Décomposition des dépenses de
l'ONDAM « hors Covid »
par sous-objectif entre
2021 et 2024
(en milliards d'euros)
Source : commission des finances du Sénat d'après la Commission des comptes de la sécurité sociale
En 2024, comme en 2023, le Ségur de la santé aura coûté 13 milliards d'euros, dont 10,9 milliards d'euros pour les revalorisations salariales des établissements sanitaires et médico-sociaux (ESMS).
Par ailleurs, comme le relève la Cour des comptes, les dépenses de l'ONDAM sont majorées par le déficit des hôpitaux. En 2024, selon des résultats encore provisoires, celui-ci s'établirait entre 2,8 milliards d'euros et 3 milliards d'euros, contre 1,9 milliard d'euros en 2023 et même 0,7 milliard d'euros en 2019. Selon la Cour des comptes, le cumul des dépassements de l'ONDAM et des déficits des hôpitaux publics atteint 4,3 milliards d'euros en 2024, contre 4,6 milliards d'euros en 2022 et même 5,4 milliards d'euros en 2025.
Il s'agit d'un point d'alerte majeur, qui appelle à des mesures de correction importantes pour tenter de contenir le déficit des hôpitaux.

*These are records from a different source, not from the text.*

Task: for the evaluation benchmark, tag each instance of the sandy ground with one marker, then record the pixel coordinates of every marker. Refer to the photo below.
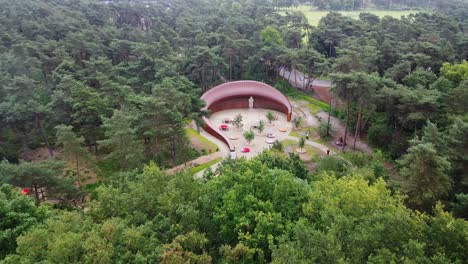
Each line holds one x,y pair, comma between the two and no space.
251,117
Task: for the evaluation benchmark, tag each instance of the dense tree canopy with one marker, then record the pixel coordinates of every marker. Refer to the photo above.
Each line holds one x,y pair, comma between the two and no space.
105,89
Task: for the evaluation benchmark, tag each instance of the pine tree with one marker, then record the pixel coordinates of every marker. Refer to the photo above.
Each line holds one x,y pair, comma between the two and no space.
425,178
122,140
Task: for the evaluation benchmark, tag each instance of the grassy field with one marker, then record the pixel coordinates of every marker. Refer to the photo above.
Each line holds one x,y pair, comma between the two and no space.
203,142
204,165
314,16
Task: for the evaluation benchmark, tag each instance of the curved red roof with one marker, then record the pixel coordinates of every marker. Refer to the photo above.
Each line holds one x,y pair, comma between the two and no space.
244,88
229,95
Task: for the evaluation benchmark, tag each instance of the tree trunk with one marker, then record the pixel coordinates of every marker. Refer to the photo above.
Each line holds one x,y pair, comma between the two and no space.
78,177
230,68
36,194
295,79
347,123
357,128
329,116
44,135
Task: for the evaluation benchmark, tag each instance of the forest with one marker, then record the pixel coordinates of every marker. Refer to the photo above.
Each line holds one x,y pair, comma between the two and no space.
95,97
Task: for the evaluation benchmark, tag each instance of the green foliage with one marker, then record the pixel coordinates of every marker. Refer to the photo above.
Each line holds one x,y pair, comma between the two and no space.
38,177
237,121
271,36
277,146
332,164
203,166
323,129
301,143
297,121
122,141
18,214
456,72
425,175
261,126
249,135
270,116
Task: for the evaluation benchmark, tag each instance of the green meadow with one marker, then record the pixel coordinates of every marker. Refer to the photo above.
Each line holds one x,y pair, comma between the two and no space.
314,16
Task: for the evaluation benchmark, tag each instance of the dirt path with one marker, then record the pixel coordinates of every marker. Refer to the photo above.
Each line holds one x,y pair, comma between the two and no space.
339,130
193,163
300,108
314,144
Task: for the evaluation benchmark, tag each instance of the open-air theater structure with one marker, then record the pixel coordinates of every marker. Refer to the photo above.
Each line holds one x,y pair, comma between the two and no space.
235,95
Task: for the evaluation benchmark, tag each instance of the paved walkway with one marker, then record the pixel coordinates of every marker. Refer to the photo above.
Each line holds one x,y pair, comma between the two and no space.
193,163
314,144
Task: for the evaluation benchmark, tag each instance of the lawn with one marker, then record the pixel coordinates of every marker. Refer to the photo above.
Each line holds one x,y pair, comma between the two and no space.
294,144
314,16
203,166
203,143
314,105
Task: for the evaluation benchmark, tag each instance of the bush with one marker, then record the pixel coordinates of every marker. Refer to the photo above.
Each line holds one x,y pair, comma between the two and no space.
332,164
323,130
277,146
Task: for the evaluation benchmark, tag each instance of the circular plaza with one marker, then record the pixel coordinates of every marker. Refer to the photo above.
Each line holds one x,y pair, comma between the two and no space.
247,107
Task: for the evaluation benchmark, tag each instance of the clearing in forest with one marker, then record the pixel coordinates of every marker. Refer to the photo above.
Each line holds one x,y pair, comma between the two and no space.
314,16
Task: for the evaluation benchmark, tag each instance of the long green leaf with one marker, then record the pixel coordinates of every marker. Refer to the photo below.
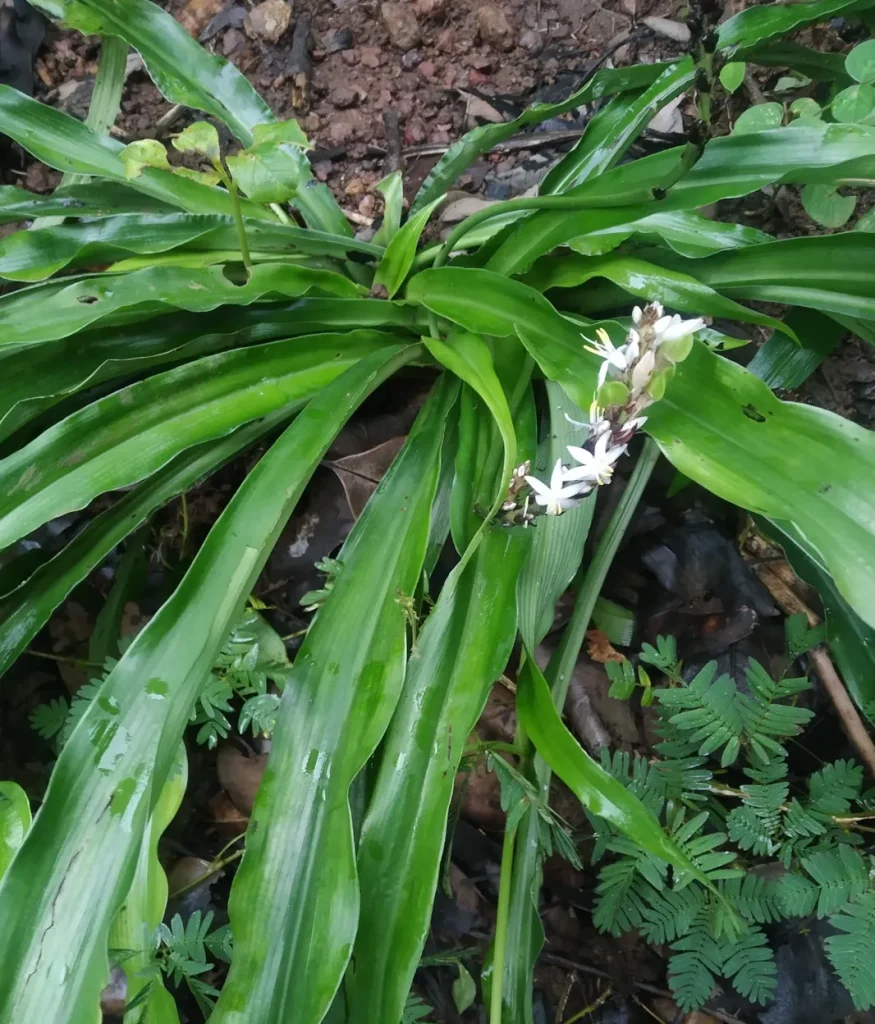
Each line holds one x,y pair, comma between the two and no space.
398,258
188,74
26,609
731,166
783,364
14,821
718,424
69,145
462,648
294,903
593,786
143,906
611,132
90,200
127,435
851,641
468,357
830,272
649,281
37,377
34,255
758,25
686,232
469,146
52,310
79,859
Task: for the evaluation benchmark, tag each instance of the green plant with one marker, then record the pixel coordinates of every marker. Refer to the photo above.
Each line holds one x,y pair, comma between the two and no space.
737,835
222,320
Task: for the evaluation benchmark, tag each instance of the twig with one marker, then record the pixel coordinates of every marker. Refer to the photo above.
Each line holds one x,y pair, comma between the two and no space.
78,663
299,64
850,720
394,159
640,985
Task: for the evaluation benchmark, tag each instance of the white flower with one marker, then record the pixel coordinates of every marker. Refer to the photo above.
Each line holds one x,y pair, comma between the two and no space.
555,496
642,371
613,356
597,465
673,328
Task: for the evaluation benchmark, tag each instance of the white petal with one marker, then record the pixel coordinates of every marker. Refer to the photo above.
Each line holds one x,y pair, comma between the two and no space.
681,329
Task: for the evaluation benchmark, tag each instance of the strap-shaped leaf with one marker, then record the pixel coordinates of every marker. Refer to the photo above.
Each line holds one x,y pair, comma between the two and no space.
731,166
463,647
25,610
79,859
34,255
757,25
470,145
68,144
89,200
45,312
615,127
648,281
37,377
128,434
188,74
294,903
718,424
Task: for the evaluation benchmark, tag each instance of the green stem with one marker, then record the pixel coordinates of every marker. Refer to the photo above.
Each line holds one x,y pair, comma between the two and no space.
231,184
500,946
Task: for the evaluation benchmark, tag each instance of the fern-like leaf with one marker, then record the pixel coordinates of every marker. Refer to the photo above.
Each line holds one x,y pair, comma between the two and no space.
852,953
750,964
709,711
840,875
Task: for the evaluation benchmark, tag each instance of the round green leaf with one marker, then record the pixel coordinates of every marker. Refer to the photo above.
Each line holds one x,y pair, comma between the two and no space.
732,75
14,821
860,64
826,206
804,107
853,103
759,118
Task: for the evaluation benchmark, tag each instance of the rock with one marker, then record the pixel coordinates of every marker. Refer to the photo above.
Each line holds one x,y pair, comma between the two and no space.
339,40
233,41
197,14
371,56
446,40
532,41
428,8
268,20
343,96
493,28
401,24
414,132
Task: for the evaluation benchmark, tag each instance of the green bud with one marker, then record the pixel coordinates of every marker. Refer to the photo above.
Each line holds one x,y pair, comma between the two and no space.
200,137
677,349
612,393
143,153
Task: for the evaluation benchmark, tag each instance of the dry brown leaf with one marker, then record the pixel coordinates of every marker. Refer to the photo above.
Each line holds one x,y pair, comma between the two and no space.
599,648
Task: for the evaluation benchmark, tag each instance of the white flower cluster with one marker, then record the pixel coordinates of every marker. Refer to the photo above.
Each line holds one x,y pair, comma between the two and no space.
631,377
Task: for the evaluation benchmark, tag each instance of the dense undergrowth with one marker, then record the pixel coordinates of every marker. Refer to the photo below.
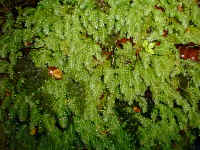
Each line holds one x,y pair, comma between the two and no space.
124,85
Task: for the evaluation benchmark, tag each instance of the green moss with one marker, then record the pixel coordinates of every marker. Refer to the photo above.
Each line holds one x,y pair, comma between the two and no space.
103,80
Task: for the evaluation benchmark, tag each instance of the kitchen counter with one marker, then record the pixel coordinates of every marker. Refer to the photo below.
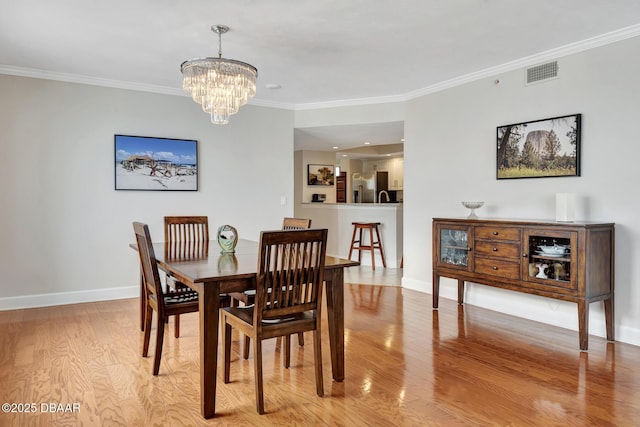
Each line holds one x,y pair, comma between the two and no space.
338,219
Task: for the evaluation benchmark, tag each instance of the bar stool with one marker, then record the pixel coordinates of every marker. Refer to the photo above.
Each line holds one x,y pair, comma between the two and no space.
373,244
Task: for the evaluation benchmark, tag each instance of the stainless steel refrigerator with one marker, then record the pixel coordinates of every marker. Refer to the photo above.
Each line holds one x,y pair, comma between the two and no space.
367,186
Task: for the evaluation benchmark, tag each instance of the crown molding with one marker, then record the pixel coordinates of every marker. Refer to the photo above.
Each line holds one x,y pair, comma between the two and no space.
583,45
577,47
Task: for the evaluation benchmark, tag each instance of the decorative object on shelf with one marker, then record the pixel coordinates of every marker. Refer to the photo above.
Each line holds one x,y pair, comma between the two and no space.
541,148
565,207
220,85
542,268
227,238
147,163
227,263
320,174
473,206
555,250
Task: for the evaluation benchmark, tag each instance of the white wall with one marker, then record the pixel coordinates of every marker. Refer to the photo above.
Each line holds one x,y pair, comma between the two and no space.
450,156
65,231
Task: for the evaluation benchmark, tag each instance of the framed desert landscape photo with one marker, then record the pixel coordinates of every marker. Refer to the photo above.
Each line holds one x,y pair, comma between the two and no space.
320,174
148,163
538,149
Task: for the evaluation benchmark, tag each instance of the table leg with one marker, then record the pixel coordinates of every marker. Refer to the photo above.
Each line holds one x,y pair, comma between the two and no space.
609,318
143,301
435,292
335,315
460,291
583,324
209,304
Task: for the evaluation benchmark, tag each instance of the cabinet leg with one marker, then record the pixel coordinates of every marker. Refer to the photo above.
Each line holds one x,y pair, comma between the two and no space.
609,318
583,324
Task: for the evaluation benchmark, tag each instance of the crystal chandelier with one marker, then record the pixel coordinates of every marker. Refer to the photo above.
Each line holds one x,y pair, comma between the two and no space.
220,85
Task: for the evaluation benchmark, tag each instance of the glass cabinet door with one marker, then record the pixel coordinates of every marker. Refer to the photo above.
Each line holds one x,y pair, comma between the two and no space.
453,247
550,257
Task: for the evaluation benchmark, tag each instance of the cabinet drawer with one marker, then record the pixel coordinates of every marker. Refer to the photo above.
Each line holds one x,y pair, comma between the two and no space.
498,233
498,267
498,249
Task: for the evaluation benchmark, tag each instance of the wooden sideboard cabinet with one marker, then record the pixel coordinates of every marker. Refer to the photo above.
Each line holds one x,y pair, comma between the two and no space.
509,255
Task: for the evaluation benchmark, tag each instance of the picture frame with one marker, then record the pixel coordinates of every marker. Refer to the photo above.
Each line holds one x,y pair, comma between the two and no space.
320,175
155,164
540,148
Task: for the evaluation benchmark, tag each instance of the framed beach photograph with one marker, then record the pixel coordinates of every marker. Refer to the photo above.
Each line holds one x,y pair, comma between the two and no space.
162,164
320,174
539,149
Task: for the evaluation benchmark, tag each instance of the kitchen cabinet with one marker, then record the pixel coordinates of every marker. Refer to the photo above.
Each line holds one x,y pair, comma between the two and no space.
341,188
566,261
396,174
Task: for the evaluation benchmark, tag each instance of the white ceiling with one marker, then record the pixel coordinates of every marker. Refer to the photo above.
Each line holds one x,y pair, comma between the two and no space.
322,53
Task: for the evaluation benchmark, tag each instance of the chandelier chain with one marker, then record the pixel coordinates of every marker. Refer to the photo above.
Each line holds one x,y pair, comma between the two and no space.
221,86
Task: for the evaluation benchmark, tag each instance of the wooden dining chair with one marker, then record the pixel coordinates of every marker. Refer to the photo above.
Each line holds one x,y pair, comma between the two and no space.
288,299
247,297
165,304
186,237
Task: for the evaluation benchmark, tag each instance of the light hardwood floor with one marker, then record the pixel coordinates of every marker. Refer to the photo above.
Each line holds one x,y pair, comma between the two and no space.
406,365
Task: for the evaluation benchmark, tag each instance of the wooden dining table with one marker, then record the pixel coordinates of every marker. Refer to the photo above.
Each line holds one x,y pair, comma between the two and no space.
214,273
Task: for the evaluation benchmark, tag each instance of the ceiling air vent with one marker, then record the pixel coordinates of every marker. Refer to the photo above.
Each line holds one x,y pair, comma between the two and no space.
542,72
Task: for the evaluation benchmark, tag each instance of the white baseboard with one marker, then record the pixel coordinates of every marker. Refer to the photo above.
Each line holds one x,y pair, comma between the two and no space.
62,298
519,305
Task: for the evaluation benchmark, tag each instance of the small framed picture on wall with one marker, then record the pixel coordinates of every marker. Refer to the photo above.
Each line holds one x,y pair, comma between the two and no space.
320,175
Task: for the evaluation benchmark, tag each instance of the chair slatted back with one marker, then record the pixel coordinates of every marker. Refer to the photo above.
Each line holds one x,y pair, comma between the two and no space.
290,273
296,224
186,237
150,274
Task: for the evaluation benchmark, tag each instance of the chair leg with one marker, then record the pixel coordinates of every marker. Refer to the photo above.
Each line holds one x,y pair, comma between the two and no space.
176,331
257,362
159,341
384,263
147,330
245,350
373,255
226,339
353,239
317,358
287,351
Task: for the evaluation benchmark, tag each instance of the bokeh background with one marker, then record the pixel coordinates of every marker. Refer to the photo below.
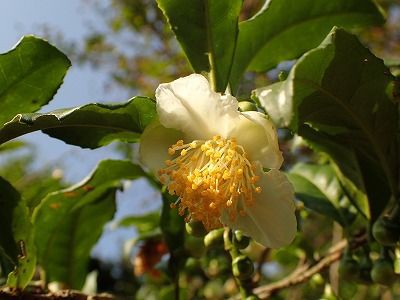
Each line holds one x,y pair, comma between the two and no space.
119,49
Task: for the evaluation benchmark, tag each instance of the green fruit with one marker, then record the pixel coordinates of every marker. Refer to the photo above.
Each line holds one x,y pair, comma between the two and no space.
196,228
365,271
242,267
239,240
282,76
386,232
383,272
349,268
247,106
214,238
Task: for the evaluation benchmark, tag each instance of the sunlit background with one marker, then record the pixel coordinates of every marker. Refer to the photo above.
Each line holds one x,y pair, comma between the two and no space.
66,23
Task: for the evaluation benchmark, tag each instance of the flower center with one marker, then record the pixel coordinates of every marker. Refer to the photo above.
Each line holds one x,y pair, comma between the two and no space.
210,177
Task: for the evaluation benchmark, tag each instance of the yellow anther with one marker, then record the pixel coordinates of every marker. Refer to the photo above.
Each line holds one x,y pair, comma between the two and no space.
216,138
254,179
210,177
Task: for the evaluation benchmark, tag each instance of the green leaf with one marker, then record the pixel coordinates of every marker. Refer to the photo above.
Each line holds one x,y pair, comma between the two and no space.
336,98
207,31
144,223
285,29
87,126
16,239
68,223
320,190
9,199
30,75
173,228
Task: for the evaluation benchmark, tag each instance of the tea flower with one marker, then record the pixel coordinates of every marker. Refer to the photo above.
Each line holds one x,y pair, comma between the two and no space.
212,157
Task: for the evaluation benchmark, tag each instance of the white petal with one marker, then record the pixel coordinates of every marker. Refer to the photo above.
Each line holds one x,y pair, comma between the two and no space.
154,144
259,138
271,219
188,104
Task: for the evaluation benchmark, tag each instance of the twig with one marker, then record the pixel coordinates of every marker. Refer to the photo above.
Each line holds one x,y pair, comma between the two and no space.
305,271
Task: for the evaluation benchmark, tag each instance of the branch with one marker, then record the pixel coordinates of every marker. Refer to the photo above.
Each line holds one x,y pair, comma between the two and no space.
305,271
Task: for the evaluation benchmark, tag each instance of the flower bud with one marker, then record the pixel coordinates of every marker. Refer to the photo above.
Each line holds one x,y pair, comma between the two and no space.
196,228
242,267
214,238
240,240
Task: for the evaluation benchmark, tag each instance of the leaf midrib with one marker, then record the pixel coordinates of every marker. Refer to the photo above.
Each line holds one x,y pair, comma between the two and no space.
292,25
355,117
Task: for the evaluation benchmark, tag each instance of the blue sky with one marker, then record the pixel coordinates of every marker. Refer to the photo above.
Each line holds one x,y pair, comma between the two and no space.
75,19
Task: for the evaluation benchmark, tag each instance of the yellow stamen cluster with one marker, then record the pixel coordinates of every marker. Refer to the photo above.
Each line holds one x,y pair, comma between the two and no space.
210,177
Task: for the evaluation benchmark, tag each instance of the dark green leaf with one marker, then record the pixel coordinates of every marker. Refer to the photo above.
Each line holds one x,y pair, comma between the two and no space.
336,98
9,199
16,239
30,75
87,126
319,189
285,29
68,223
144,223
207,31
173,228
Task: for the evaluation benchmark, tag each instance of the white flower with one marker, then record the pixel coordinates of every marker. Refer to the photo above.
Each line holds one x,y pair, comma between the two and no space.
212,157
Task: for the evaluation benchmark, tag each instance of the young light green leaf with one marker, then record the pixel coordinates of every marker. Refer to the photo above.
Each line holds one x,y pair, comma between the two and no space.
285,29
69,222
87,126
30,75
336,98
207,31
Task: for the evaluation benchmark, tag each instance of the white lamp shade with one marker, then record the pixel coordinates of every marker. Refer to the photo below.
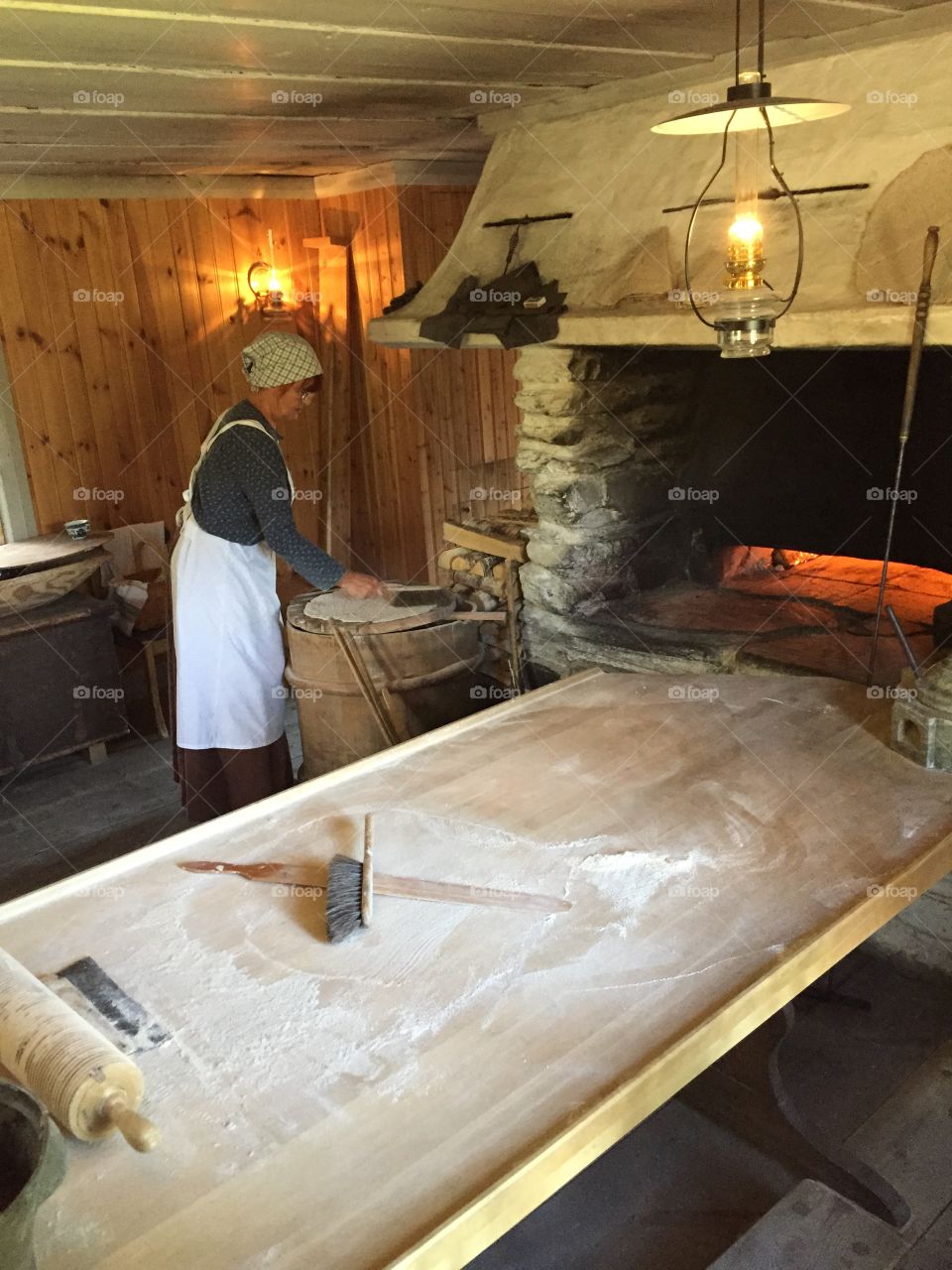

Une hausse structurelle des dépenses de l'ONDAM est observée depuis 2019 : en moyenne, elles ont augmenté de 4,8 % par an entre 2019 et 2024, alors que le taux d'inflation hors tabac n'a été que de 3 % par an. En particulier, en 2022, l'inflation a été de 5,2 %, alors que les dépenses d'ONDAM ont augmenté de 6,3 %, hors dépenses Covid. Entre 2017 et 2019, l'ONDAM a progressé de 5 %, alors que la hausse est de 23,7 % entre 2019 et 2024. En 2024, les dépenses de l'ONDAM sont supérieures de 65,7 milliards d'euros à celles de 2019. Sans les mesures liées à la crise sanitaire, aux revalorisations du Ségur de la santé ou l'inflation, les dépenses actuelles de l'ONDAM auraient été moins élevées de 22 milliards d'euros en 2024.
La hausse des dépenses de l'ONDAM est donc très importante et largement responsable de l'augmentation du déficit de la sécurité sociale, même sans compter les dépenses liées à la crise sanitaire.
Elles vont selon toute vraisemblance continuer à augmenter. La LFSS pour 2025 a prévu un ONDAM à 265,9 milliards d'euros, soit une hausse de 3,7 % par rapport à 2024. Cette prévision semble relativement crédible mais elle intègre des mesures d'économies à hauteur de 4,3 milliards d'euros, dont 2,2 milliards d'euros sur les produits de santé et le plan « bon usage » des produits de santé. Il est à voir si ces mesures d'économies produiront les résultats espérés.
Évolution des dépenses de l'ONDAM entre 2017 et 2024
(en milliards d'euros)
Source : d'après la Cour des comptes et la commission des comptes de la sécurité sociale
Au vu de l'évolution récente, et en l'absence de mesures d'économie décidées, il semble en effet difficile de croire que les évolutions de dépenses de l'ONDAM resteront contenues, comme c'était le cas entre 2017 et 2019. Elles font peser un risque sur le financement de la sécurité sociale et doivent être contenues par des mesures d'économie.
2. Une hausse plus limitée des dépenses de la branche santé hors ONDAM
Les dépenses hors ONDAM des branches maladie et AT-MP, centralisées par la CNAM, atteignent 21,9 milliards d'euros en 2024, soit une hausse de 0,7 % par rapport à 2023, inférieure à l'inflation. La hausse de ces prestations est conforme à la prévision, et est expliquée par la revalorisation, au 1er avril 2024, de 4,6 % des prestations d'invalidité, qui représentent 8 milliards d'euros.
Les prestations de maternité et de paternité, représentant 7,6 milliards d'euros sur la branche famille, diminuent de 2 % entre 2023 et 2024, en raison de la baisse de la natalité. Il serait toutefois souhaitable que cette situation ne se pérennise pas, au vu des enjeux associés à une trop forte baisse de la natalité en France.